In British Columbia, the state also sought to legitimize its exercise of power – not with science, but by securing the consent of their "wards." As Harris indicates, even though the federal government had managed to circumvent the provisions of the Indian Act requiring the agreement of Aboriginal peoples to make any changes to reserve size, it nevertheless sought to legitimize its actions by consulting with prominent Native people. In 1920, it named three prominent Aboriginal leaders and activists, all committed to the recognition of Native title and fishing rights, as advisors to the royal commission charged with implementing the McKenna-McBride report, an investigation into British Columbia’s reserve system. When British Columbia balked at the suggestions of this advisory committee, the federal government persisted in trying to secure Aboriginal consent, calling meetings with Native leaders in 1923. In the end their attempts failed, and the reserve cut-offs were implemented anyway. Nonetheless, the gesture is significant for it speaks to a degree of self-consciousness on the part of a liberal democratic state about the limits of its power, even when dealing with individuals who had no vote and little other political influence.

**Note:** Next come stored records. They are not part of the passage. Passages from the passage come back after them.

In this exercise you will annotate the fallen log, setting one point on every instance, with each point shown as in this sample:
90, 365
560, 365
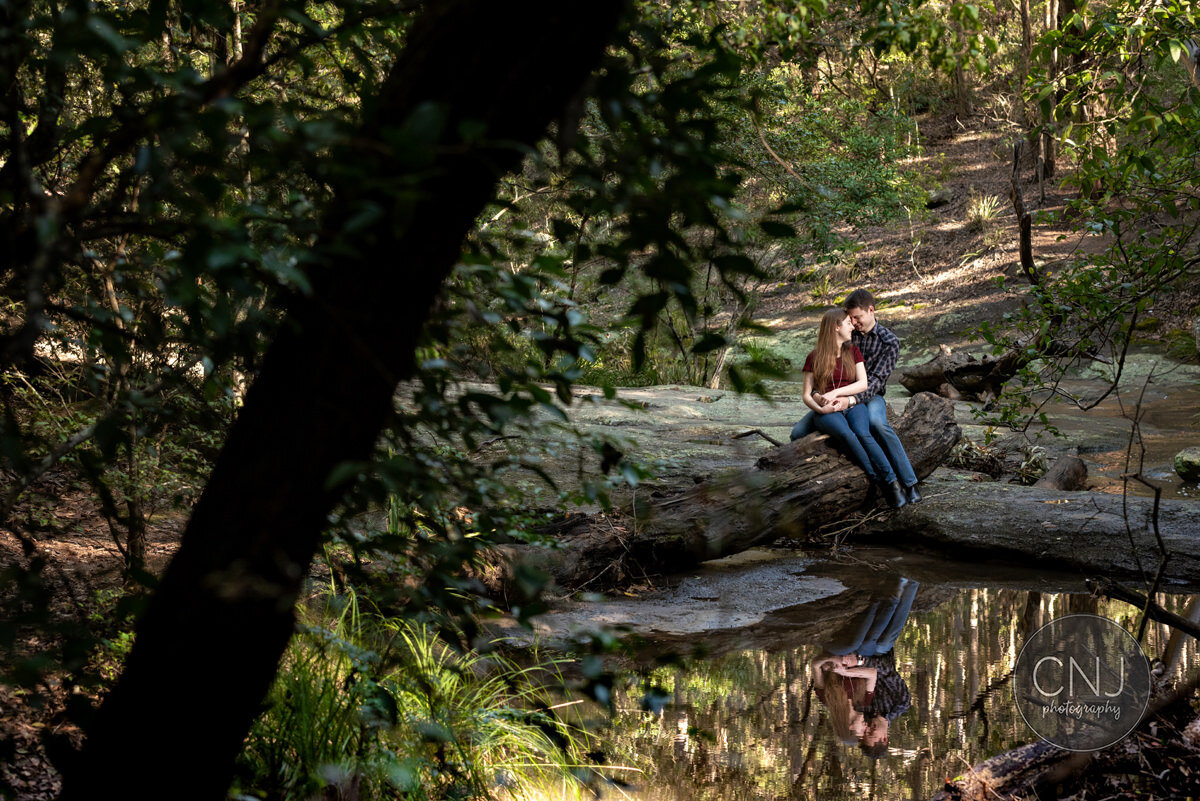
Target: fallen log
1090, 533
787, 493
1068, 473
961, 377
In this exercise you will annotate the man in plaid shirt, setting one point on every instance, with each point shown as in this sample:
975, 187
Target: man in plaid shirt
880, 349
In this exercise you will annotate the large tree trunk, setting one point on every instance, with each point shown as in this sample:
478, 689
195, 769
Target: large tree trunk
208, 646
1092, 533
787, 493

As was the case in so many places around the world, managing Canada’s natural resources was also a means of managing its peoples and shaping patterns of settlement. While Natives and newcomers alike were targeted, Indigenous peoples bore the brunt of the progressive concern for fish and wildlife that developed in North America during the 19th and 20th centuries. As both an ideology and a concrete set of laws and policies, conservation did the work of dominion, recapitulating one of the oldest and broadest patterns of human history – the marginalization of hunter-gatherers at the hands of farmers.[5]

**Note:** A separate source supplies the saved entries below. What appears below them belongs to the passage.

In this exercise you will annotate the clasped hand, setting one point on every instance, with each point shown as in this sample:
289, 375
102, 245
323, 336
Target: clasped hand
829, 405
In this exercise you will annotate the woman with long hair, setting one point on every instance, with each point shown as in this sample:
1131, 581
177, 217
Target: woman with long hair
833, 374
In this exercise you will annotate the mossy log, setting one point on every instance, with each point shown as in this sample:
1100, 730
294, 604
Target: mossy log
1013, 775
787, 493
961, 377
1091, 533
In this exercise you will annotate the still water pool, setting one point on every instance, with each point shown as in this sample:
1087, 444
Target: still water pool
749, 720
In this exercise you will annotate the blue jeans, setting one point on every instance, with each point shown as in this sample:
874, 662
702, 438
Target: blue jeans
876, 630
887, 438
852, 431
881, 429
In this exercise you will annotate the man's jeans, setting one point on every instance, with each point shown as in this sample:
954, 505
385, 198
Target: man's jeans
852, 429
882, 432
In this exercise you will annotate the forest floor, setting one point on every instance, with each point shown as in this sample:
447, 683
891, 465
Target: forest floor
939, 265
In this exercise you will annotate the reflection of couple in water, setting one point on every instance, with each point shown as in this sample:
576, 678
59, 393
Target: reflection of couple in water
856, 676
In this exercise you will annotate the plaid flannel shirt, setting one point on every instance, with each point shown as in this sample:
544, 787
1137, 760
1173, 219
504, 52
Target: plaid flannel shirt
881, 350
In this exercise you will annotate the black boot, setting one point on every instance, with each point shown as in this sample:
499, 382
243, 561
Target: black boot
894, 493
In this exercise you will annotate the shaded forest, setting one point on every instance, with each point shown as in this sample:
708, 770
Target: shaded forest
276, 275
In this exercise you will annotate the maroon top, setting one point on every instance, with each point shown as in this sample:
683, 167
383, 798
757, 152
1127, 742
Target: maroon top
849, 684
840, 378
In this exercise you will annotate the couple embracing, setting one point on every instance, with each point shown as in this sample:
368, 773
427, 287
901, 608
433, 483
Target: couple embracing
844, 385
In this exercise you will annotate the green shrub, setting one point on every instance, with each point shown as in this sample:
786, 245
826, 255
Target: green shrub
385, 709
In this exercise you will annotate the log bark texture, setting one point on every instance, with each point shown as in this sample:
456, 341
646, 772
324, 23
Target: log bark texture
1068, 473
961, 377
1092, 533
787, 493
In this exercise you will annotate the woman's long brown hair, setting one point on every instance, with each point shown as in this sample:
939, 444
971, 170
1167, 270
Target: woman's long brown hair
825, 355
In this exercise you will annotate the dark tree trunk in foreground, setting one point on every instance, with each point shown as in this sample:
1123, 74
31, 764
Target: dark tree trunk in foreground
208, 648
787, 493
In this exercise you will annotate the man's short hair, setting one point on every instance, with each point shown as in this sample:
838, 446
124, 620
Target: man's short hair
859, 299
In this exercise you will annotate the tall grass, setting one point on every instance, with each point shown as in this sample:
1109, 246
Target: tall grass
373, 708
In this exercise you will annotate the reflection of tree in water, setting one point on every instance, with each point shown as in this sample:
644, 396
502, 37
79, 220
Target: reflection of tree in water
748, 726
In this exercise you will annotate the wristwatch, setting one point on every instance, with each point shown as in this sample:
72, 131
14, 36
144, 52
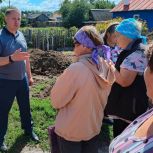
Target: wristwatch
10, 59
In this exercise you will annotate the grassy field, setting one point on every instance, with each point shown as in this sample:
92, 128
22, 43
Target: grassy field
43, 115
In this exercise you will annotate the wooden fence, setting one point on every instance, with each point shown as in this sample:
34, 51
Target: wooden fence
53, 39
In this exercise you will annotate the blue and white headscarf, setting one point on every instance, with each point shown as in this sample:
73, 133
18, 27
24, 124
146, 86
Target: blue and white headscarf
83, 39
130, 29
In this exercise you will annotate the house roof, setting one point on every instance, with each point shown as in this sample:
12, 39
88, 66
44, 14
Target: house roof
134, 5
100, 14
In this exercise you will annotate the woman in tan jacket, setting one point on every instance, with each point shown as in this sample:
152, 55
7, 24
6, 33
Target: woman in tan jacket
80, 95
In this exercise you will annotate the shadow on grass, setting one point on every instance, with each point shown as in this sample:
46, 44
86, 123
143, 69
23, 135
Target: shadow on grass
19, 144
106, 136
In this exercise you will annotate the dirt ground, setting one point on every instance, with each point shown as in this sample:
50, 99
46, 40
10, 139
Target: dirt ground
47, 65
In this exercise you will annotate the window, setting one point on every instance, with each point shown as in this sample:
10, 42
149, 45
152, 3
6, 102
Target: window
136, 16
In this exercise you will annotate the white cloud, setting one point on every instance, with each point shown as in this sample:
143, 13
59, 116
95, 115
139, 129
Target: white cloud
45, 5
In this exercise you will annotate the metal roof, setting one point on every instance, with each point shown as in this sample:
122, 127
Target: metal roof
134, 5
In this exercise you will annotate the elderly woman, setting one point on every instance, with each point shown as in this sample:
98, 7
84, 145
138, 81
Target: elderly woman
80, 95
138, 136
110, 40
128, 98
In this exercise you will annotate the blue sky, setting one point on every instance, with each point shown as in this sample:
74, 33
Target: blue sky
42, 5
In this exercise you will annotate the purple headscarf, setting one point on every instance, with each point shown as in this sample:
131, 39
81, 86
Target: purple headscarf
83, 39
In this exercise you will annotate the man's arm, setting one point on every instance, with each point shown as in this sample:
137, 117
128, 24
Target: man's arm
16, 56
28, 70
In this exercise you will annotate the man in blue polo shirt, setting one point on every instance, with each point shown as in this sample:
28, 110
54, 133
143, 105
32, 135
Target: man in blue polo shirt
15, 75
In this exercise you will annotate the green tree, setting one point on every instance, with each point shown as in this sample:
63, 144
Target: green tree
75, 12
103, 4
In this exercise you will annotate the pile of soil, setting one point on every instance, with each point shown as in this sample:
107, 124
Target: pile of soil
48, 63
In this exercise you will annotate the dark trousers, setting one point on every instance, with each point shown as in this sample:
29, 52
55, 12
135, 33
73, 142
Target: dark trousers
9, 89
90, 146
118, 127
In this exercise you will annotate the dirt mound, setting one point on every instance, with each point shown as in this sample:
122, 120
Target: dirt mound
48, 63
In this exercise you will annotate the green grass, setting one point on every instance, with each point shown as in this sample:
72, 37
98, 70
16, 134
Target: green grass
43, 115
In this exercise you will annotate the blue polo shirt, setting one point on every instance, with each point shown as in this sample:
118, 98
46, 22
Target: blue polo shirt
9, 43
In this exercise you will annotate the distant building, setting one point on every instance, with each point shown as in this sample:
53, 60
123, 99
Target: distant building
98, 15
43, 20
139, 9
55, 20
37, 20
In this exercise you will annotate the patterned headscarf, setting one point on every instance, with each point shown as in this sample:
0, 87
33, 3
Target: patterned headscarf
83, 39
130, 29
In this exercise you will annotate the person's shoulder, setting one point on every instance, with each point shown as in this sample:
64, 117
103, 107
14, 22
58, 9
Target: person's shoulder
76, 65
20, 33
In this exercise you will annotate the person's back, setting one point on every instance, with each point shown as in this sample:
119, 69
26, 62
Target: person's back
80, 95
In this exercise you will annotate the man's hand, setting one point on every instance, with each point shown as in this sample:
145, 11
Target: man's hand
31, 81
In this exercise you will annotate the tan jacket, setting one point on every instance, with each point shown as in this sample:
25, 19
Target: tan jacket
80, 94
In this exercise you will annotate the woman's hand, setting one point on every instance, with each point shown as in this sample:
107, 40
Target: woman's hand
20, 56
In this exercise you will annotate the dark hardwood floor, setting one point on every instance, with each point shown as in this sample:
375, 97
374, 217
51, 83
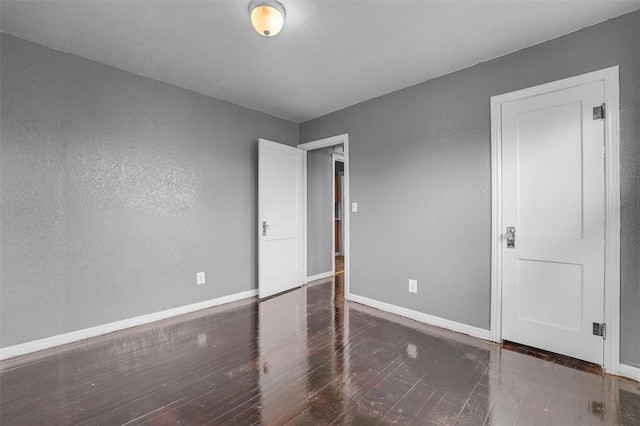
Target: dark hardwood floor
304, 357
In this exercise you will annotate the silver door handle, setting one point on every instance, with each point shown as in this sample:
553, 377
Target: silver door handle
511, 237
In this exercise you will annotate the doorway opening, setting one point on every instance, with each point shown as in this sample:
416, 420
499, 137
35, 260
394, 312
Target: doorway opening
327, 219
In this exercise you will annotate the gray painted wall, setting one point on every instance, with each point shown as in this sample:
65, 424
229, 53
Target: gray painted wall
116, 190
319, 211
420, 172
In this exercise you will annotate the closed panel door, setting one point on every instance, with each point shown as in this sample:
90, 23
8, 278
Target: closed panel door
280, 212
553, 203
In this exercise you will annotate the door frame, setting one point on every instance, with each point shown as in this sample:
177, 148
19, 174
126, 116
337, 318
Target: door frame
610, 79
340, 159
323, 143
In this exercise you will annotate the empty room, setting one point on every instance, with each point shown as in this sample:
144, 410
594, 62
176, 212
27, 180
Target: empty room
319, 212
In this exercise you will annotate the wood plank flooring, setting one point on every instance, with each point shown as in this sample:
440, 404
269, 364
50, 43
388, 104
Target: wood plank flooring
304, 357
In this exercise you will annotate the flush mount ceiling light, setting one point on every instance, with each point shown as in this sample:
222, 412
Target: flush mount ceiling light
267, 16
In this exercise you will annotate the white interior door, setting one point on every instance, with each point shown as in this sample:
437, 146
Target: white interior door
553, 195
280, 218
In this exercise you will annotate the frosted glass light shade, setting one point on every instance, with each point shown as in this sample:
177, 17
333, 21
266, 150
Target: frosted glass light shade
267, 17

Despite the first prime minister’s insistence, Canada was not a kingdom: it was a nation-state established in part by its dominion over nature and, through it, over the country’s original inhabitants. The Canadian state used a variety of tools to establish control from sea to sea, simultaneously coercing and cajoling Indigenous peoples with everything from statute books to comic books. The contradictory nature of its policies, the contrary positions of its agents, and the resistance of Indigenous peoples themselves meant that dominion was never absolute. In those spaces of uncertainty lay the possibility for other futures: possibilities that were only manifested, as Nunavut was, by speaking truth to power – by talking back.